Wielkie osiągnięcie Stocha. Przeszedł do historii
Decyzją trenera Macieja Maciusiaka, Kamil Stoch znalazł się w składzie reprezentacji Polski na 74. Turniej Czterech Skoczni. Okazuje się, że dzięki temu polska legenda przeszła do historii skoków narciarskich. O co dokładnie chodzi?

Sezon 2025/2026 jest dla Kamila Stocha ostatnim w karierze skoczka narciarskiego. Polak rozpoczął starty od miejsc w drugiej dziesiątce stawki, żeby następnie zanotować lekki spadek formy. W ostatnim konkursie w Engelbergu zajął 18. miejsce, a w klasyfikacji generalnej Pucharu Świata plasuje się na 23. pozycji.
Takie wyniki pozwoliły Stochowi dostać powołanie na Turniej Czterech Skoczni, odbywający się w Niemczech i Austrii. Jak wyliczył dziennikarz "skijumping.pl" Adam Bucholz, dla trzykrotnego mistrza olimpijskiego będzie to dwudziesty start na tej imprezie w karierze.
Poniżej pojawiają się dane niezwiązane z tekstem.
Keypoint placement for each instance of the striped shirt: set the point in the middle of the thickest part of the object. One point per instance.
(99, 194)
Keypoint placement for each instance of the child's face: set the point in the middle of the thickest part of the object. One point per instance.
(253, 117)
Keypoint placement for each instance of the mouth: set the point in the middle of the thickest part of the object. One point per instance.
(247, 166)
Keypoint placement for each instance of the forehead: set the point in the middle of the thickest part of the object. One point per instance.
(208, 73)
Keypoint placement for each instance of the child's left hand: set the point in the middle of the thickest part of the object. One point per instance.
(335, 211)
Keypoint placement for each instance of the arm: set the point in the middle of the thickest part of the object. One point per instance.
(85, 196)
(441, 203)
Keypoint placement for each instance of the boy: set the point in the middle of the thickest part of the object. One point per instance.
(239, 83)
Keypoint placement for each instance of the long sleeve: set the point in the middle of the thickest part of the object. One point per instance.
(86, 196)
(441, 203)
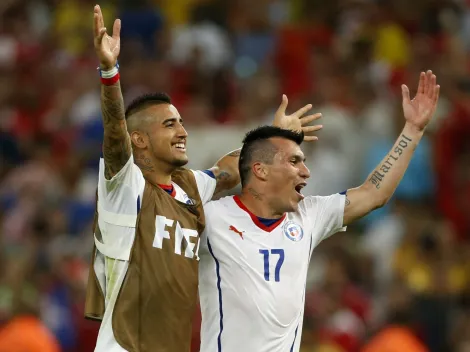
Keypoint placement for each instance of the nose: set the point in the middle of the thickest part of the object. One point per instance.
(181, 132)
(304, 171)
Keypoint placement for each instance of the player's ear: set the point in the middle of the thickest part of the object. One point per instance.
(260, 170)
(139, 139)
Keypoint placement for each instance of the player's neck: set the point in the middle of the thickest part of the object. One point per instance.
(257, 203)
(154, 171)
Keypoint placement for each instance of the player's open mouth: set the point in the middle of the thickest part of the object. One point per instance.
(298, 189)
(180, 147)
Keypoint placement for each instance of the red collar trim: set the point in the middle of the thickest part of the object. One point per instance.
(169, 188)
(255, 218)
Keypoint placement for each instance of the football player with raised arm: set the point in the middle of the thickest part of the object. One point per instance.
(256, 247)
(144, 273)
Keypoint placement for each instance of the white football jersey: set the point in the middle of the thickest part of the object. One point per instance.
(252, 277)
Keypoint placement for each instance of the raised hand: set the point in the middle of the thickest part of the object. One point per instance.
(419, 111)
(107, 47)
(296, 122)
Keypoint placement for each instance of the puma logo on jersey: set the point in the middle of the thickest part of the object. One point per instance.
(234, 229)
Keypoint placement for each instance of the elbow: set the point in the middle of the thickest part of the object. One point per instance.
(381, 202)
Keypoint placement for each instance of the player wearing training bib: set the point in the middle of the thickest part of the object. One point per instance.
(256, 248)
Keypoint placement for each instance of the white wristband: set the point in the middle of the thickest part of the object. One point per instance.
(111, 73)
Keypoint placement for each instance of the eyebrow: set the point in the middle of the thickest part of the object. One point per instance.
(299, 157)
(172, 119)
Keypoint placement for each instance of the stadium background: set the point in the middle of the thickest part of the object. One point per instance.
(402, 272)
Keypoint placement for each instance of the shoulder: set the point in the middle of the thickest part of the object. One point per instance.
(321, 203)
(222, 205)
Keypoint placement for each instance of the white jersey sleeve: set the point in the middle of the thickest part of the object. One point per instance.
(205, 185)
(326, 213)
(119, 201)
(120, 194)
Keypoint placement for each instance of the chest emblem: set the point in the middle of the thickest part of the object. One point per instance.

Jest to najlepszy wynik z grona polskich skoczków, ale też jeden z najlepszych w całej stawce.
ZOBACZ TAKŻE: Szokujący pomysł eksperta. Wujek Adama Małysza lekiem na całe zło
38-latek zajmuje aktualnie czwartą pozycję w zestawieniu występów w TCS. Najwięcej, bo aż dwadzieścia osiem startów, ma japoński weteran Noriaki Kasai. Za nim plasuje się, podobnie jak Stoch, kończący karierę po tym sezonie Austriak Manuel Fettner, który w Turnieju brał udział dwadzieścia sześć razy. Tyle samo występów może mieć Simon Ammann, jeśli zostanie wybrany do składu Szwajcarów.
Kamil Stoch w swojej karierze trzykrotnie wygrywał Turniej Czterech Skoczni. Został drugim, po Svenie Hannawaldzie, zawodnikiem, który triumfował we wszystkich czterech konkursach Turnieju.
Pierwszy konkurs odbędzie się 29 grudnia w niemieckim Oberstdorfie.